The tools that align to isolated gene sequences (including MetaPhlAn and HUMAnN) do not consider end-pairing information, and so we concatenate our first- and second-end reads into a single input file for those.

1 Like

Hi franzosa,

I am wondering what is the point of merging paired end sequences if HUMAnN2 (or 3) doesn’t consider the end-pairing information? To provide more coverage?

Also, there are several merging programs available (e.g. bbmerge, ngmerge, vsearch), if you have to recommend one, what would be your choice? or do you think the simple cat can serve better under this context? Thank you so much!

Definitely cat - the goal is to convert the paired reads to a single input file, not to combine potentially overlapping reads.

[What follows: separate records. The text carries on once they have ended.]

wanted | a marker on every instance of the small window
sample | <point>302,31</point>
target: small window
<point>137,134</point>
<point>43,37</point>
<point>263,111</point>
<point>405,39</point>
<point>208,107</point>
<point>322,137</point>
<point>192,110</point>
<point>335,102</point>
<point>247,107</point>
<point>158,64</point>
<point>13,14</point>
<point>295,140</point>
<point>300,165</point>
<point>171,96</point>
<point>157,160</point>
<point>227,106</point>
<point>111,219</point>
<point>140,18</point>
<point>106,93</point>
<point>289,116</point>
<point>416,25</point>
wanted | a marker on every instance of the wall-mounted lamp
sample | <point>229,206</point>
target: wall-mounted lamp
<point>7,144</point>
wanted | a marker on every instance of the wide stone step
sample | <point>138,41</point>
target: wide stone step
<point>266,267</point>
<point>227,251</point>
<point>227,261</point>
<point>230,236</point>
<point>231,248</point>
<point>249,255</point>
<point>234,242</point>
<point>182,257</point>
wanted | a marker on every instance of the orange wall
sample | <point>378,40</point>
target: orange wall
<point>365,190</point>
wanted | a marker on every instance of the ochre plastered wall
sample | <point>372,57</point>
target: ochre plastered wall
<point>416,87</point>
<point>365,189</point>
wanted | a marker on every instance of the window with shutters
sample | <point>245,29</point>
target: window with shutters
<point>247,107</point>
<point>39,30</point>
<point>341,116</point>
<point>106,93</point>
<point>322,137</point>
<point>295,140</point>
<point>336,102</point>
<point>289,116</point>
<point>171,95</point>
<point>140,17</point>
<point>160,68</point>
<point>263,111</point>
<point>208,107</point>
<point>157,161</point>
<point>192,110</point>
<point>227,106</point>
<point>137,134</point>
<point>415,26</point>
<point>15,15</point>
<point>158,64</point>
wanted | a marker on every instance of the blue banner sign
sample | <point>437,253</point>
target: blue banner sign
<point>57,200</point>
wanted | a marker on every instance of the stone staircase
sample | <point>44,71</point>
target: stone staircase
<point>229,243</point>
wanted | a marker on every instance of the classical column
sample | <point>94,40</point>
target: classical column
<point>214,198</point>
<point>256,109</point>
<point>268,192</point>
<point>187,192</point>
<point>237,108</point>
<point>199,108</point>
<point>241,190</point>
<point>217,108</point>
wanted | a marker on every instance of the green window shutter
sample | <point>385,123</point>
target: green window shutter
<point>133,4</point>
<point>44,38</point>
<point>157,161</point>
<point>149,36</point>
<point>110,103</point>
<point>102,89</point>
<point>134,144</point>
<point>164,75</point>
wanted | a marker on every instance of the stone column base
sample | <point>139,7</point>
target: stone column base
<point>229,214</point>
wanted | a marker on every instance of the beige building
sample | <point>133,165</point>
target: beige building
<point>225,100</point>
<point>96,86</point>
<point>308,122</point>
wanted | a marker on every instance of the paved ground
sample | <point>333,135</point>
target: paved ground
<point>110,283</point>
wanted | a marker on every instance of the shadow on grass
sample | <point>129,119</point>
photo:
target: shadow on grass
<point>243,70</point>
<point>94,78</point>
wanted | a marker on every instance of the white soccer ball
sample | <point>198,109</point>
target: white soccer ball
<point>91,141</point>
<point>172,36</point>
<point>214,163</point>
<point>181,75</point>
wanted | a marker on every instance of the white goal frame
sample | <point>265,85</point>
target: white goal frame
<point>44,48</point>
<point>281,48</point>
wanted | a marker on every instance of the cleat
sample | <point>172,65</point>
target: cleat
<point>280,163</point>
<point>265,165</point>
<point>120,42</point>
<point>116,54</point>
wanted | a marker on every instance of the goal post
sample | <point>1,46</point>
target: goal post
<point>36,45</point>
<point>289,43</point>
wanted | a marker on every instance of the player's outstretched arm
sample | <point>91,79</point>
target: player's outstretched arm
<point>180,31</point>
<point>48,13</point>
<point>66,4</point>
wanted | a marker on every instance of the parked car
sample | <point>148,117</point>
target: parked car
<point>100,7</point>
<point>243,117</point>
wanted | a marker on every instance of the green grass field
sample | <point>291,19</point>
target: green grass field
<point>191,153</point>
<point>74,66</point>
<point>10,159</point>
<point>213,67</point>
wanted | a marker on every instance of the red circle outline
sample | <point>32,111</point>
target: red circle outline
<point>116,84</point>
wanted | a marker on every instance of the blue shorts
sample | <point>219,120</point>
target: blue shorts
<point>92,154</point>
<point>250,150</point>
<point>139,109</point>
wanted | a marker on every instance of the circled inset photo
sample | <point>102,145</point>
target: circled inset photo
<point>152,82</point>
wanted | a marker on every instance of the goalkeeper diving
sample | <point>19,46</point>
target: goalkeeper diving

In our experience, end-pairing information is very informative when aligning to longer sequences (contigs, genomes) when you expect both reads from a fragment to hit the same target in close proximity. When aligning to individual genes (as in most of our tools), it’s common for one read to align to a given gene while its mate overhangs that gene (aligning elsewhere or not at all). We’ve found it more straightforward to just align the reads separately rather than to check for and enforce concordant alignment in the fraction of cases where it would’ve been possible.

This totally makes sense to me. Thank you for answering!

Is it ok to only use the forward reads when using humann3? Is there an advantage to concatenating the R1 and R2 files? Also how do you concatenate the files? Sorry for all the questions I’m really new to metagenomics and am trying to make sure I am on the right track.

Please see my reply on your other thread.

Hello franzosa, I used Bowtie to remove the host and resulting in a “sample#.sam” file. I am wondering should I use the cat forward/reverse read or directly using sam file as I also saw same input in the tutorial.
Thank you! -Yike

Sorry for the delayed reply. The SAM files that HUMAnN can accept are mappings that HUMAnN itself has generated; we don’t take SAM as a generic sequence input format. You would need to find a way to dump your reads from the SAM file to (e.g.) FASTQ to start a fresh HUMAnN run.

Also, if the SAM file you have is an alignment against the host genome, you’d presumably want to only dump the unmapped reads for analysis?

Hello Eric,
Thanks for your answer. yes, in fact I tried to use Bowtie output Sam files to humann3. It successfully ran but it gave me funny/non human readable results. I cat forward and reverse reads and did the humann3 mapping.

Hi,
I understand paired-end samples should be concatenated before being input in the basic humann pipeline. We ran Kneaddata in paired-end mode for quality control. Should we include the single (unmatched) reads in the concatenation, i-e concatenate all 4 output files from kneaddata? (we ran it without decontamination because the host genome is unkwnown).